Add detected apps to the consolidated shadow app registry from the discovery methods overview page. The annual-spend number from this method is the primary input to the observable spend cost category and feeds the board-ready exposure estimate on /measure-your-exposure.

Common MCC codes worth filtering

5734 Computer Software Stores
5817 Digital Goods, Applications
5815 Digital Goods, Media
7372 Computer Programming
7379 Computer Services
5968 Direct Marketing Subscriptions

Method 2

SSO gap analysis ->

Method 4

Browser plus survey ->

Cost bucket

Observable spend ->

Frequently asked questions

What data do I pull?+
Twelve months of corporate card transactions and expense reimbursement data, with merchant name, merchant category code (MCC), date, amount, card-holder or submitter name, and any memo field. Work with the finance team to pull directly from the corporate card issuer (Brex, Ramp, AmEx, Chase) and from your expense platform (Expensify, Concur, Pleo). Twelve months captures annual renewals and masks seasonal noise.
Which MCC codes filter for SaaS?+
The most productive filters are MCC 5734 (Computer Software Stores), 5817 (Digital Goods, Applications), 5815 (Digital Goods, Media), 7372 (Computer Programming, Data Processing), and 7379 (Computer Services not classified elsewhere).
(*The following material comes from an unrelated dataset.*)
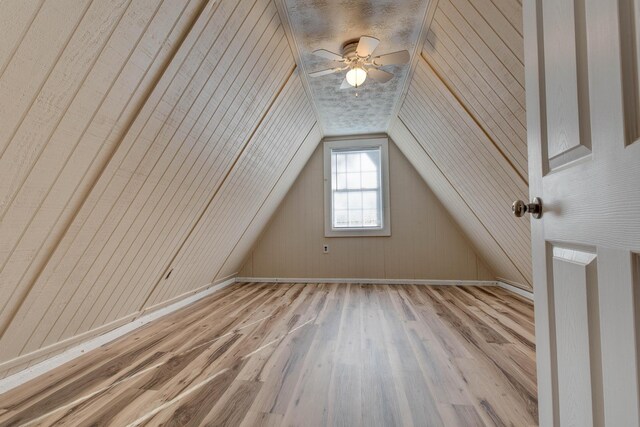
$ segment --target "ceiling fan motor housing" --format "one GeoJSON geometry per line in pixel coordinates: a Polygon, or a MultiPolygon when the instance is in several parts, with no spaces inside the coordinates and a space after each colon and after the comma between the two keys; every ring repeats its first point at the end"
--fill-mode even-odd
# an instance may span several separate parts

MCC-based filtering is imprecise because many SaaS vendors are miscoded, so also run a keyword search for known SaaS merchant name fragments (figma, notion, slack, canva, loom, typeform, airtable, miro) in the full transaction list.
What about personal card spend that was never reimbursed?+
Expense audit does not see it. That is one of the primary blind spots of this method. The mitigation is the amnesty-framed employee survey (method four), which asks employees to voluntarily disclose tools they pay for personally. Personal-card-never-reimbursed spend is typically a long tail of small subscriptions and is often low-dollar, but it can include AI assistants and tools with sensitive data, so the survey is worth running.
How do I avoid false positives?+
MCC codes are noisy. A $9.99 Spotify subscription in MCC 5815 is not shadow IT. Two-stage filtering: (1) filter by MCC and keyword to get candidate transactions; (2) for each candidate merchant, validate by (a) cross-referencing the SSO gap list, (b) looking up the merchant in a SaaS vendor database such as Crunchbase or G2 to confirm it is a business SaaS product, (c) sampling the expense memo field for business justification language. False-positive rate after the second filter is typically under 10 percent.
What if the same app has 20 separate personal subscriptions?+
That is a very common finding: a department uses the same SaaS tool, but each team member expenses their own personal subscription. Consolidate these in the output by merging all rows with the same merchant into a single app entry, summing annual spend. This identifies the strongest consolidation candidates, where one enterprise agreement would replace N individual subscriptions at lower per-seat cost.
Does this method find AI tool spend?+
Partially. ChatGPT Team, ChatGPT Enterprise, Claude Pro, GitHub Copilot, and similar are typically surfaced by expense audit. Free-tier AI use (ChatGPT free, Claude free, Gemini free, open source tools) leaves no financial trail and requires the survey or browser inventory to find. For shadow AI, sequence expense audit followed by browser audit and a targeted AI-focused survey question.